2026 asgari ücreti tartışmalarında son dönemece girildi
Asgari Ücret Komisyonu’nun yapısının değiştirilmesi talebi ve TÜRK-İŞ’in komisyona katılmayacağı kararını sürdürmesinin ardından, Aralık ayı itibariyle başlaması beklenen Komisyon çalışmaları öncesi son dönemece girildi.

TÜRK-İŞ bugün Başkanlar Kurulu’nu toplayarak hareket tavrını belirleyecek. EKONOMİ’ye bilgi veren kaynaklar, çalışmaların sonuçlanmasını aksatmayacak bir yapıyı içeren somut bir öneri ortaya çıkması durumunda bunun değerlendirebileceklerini, ancak bunun düşük bir ihtimal olduğunu belirttiler. Sadece senaryo olarak ortaya çıkan bir ihtimal de, TÜRK-İŞ’in kurumsal olarak komisyona katılmaması ancak sendikaların bazılarının temsilci vererek komisyonun başlangıcını yapmasına imkan vermesi, daha sonra katılmaması yönünde olduğu vurgulandı.
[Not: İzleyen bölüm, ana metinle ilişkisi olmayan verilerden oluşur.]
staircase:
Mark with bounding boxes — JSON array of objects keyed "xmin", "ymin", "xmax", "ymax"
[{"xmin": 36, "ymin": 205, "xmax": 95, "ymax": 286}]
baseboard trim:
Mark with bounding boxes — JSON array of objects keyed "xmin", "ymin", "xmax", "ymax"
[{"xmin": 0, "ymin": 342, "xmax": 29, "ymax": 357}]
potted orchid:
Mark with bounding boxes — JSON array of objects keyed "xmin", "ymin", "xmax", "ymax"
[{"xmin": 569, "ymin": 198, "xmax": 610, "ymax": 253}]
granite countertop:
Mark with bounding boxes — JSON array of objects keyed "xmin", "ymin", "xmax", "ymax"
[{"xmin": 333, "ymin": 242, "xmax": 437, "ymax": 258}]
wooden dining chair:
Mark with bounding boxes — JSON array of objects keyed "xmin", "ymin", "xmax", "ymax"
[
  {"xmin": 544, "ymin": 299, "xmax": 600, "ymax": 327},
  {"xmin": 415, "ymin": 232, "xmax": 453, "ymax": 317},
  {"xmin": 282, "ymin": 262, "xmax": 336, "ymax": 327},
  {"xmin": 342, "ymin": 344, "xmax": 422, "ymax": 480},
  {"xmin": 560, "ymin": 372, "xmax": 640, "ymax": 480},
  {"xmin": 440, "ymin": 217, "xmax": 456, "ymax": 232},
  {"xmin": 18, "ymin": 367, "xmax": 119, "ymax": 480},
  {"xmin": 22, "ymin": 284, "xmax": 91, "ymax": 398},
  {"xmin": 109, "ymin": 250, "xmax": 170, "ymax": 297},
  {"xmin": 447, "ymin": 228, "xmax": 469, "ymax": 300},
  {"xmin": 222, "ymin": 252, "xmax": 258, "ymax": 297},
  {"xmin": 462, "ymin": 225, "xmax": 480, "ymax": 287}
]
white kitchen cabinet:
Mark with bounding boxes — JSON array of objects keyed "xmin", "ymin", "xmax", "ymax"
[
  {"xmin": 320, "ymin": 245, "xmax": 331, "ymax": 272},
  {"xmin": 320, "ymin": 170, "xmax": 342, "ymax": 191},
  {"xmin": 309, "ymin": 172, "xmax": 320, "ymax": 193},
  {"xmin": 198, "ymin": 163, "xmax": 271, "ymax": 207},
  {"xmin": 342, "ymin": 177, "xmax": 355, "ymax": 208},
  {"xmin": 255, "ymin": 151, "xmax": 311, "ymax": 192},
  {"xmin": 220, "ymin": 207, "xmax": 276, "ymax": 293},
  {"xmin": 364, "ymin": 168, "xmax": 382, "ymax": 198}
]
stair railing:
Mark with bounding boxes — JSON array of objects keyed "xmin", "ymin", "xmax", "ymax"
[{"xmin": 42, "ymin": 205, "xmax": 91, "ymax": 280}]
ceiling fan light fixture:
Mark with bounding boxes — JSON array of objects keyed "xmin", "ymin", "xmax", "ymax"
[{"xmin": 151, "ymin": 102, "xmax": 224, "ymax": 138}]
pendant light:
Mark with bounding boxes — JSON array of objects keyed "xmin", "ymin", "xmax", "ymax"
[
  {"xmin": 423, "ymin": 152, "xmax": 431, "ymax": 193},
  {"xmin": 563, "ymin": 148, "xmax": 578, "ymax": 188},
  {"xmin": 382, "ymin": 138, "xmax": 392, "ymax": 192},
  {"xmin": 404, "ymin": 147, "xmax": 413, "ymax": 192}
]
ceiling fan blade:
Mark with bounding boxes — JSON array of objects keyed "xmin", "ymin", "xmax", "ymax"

Ekim ayı enflasyonunun açıklanmasının ardından, yıl sonunda asgari ücrete yapılacak artışın daha yoğun tartışılır hale geleceği kaydedildi. Hükümet, gelecek dönem enflasyonunu bazlı bir ücret artışında ısrar ediyor.
Asgari ücret, yalnızca asgari ücret değil. Geçmiş yıllarda, başka bazı ücret ve ödemelerde asgari ücret artışının kıyas kabul edilmesine dair mevzuat eleştiri konusu yapılmış ve bunun sadece bir koruma ücreti belirlemesinin ötesine geçtiği belirtilmişti. Bugün için teknik düzeyde kalan bu tartışmanın çok ötesinde olgular ortaya çıktı. Çeşitli hesaplara göre çalışanların yarısı asgari ücret ya da asgari ücrete “komşu” denilen, asgari ücretin çok az miktar üzerindeki seviyelerde maaş alıyor. Böyle olunca da asgari ücret bir “toplu sözleşmeye” dönüşmüş durumda. Çalışanların yarısının ücretinin belirlendiği ancak tarafların, özellikle işçi kanadının hiçbir yaptırım gücünün, zorlama yolunun olmadığı bir toplu sözleşme.
TÜRK-İŞ’in bugün başkanlar kurulunu toplayıp pozisyonuna yönelik yeni bir açıklama yapması bekleniyor. Şimdilik katılma yönünde bir karar alınması ihtimali yok gibi ama özellikle Bakanlığın “işçi haklarını korumak ancak masaya gelmekle mümkün” demesinin ardından bir formül arayışının gündeme gelebileceği kaydedildi.
Yasal durum ve “hızlı çalışma isteği”
Burada küçük bir not vermekte fayda var: Asgari ücretin 1 Ocak’ta açıklanması bir zorunluluk değil. TÜRK-İŞ’in katılmaması halinde de komisyon çalışabilir. Her ikisinin önünde yasal ya da ikincil mevzuatta bir engel yok. Ancak emek kesimi, geçim zorluğu altında 1 Ocak’ta bir ücret artışı görmek isteyecektir. Siyaseten de asgari ücretin masada işçi olmadan görüşülmeye başlanması uygun görünmeyecektir. Veri olarak değil, ancak kulis seviyesinde yorum yapanlar, asgari ücret komisyonunun ilk toplantısına TÜRK-İŞ’in kurumsal olarak katılmadan, bazı sendikalardan temsilciyle girerek “başlama vuruşunun yapılmasına” imkan sağlayabileceği, sonrasında ise komisyonun işçi kanadı olmadan çalışmasını sürdürebileceği belirtiliyor. Bütün bunlar, işçi kanadından yakın zamanda bir komisyon yapılanması ve çalışma usulüne yönelik somut bir öneri gelmesi halinde değişecek gibi. Ancak zamanın bu kadar daraldığı ortamda, hele hele komisyonda karar çıkmasını güçleştirecek-uzun müzakerelere yol açacak bir oy dengesinin sağlanması olası görünmüyor. Ana senaryo, biraz zaman kazanılıp, komisyonun belki birkaç hafta kala toplanarak hızla karar alacağı yönünde. Elbette Ankara’da senaryolar sıralanır ancak başka şeyler gerçekleşebilir.